Thanks to Florin for the sample (and for helping me guard against grade inflation)!
Wow, looks like something to keep away from. I thought it would be a significant step up from the regular Jameson but seems by not a lot if at all. I’d like to see how it compares to the 18 year old Jameson.
That’s coming tomorrow.
I know this does not need to be said, but I’ve never let something like that stop me: Please keep in mind that these are merely my preferences; there’s something about that young grainy profile that I really don’t like (at least I assume it comes from the grain as I mostly have found it in other young blends). If you’re not bothered by that you might well like this (and the Compass Box Hedonism) far more than I did.
Mao, Nothing to thank me for, unless you were planning to buy a bottle. I opened the bottle on 3/17/2013 (yes, I know) and poured out the sample sometime in June or whereabouts. The bottle was more than half-way full, and meanwhile it found a better home. Since this is a relatively thin whisky, the few months it spent in the sample bottle, on my shelf and then on yours, could have affected it. I don’t remember the metallic notes, which are indeed suspect. Like you, I found the whisky rather thin, sweet, and altogether unremarkable. I noted “too much finish, hiding the character of the bottle”. But maybe there wasn’t that much character to start with.
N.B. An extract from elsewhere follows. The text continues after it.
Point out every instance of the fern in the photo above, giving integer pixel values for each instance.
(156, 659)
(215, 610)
MIchael Kravitz who likes Irish whisky a lot more than I do was also not impressed. 2.5* in my book.
This is one of those whiskies that got very positive reviews when it came out, from all quarters. One wonders how or why. I noticed at the time that everybody was comparing it (favorably) to the standard Jameson. Why not pitch it against the Jameson 12yo instead, since they are in the same price range? Did they set the bar low on purpose, since it couldn’t clear the higher bar? I haven’t had either the regular or the 12yo Jameson so I can’t compare them myself.
I’ll also add that I like the Hedonism a lot more than you do! I see where you come from with your review, and it is not a whisky I come back to very often – indeed, my bottle is about 3/4 full one year after its opening. However, it’s a very elegant whisky, with a nose reminiscent of bourbon — the corn candy sweetness, but not the woody, cherry aromas. It is indeed a feminine whisky, as its label art suggests.
Even as someone who is a geek about all things coming from Midleton Distillery, I have to say this is some terrible terrible whiskey. And it gets worse the further down the bottle one goes. Time, air, water, cold, heat — the elements can do nothing to fix it. To me, it’s down to a star and a half, maybe a 65 out 100.
I think it was originally only sold in the Tri-State area. And when I bought it in NY (where my bottle mercifully stays) it was at twice the price of regular Jameson’s. I don’t know how they made it taste and smell younger and grainier with crummier oak than the starter Jameson’s but either it was a more expensive process or they’re taking the piss on everyone.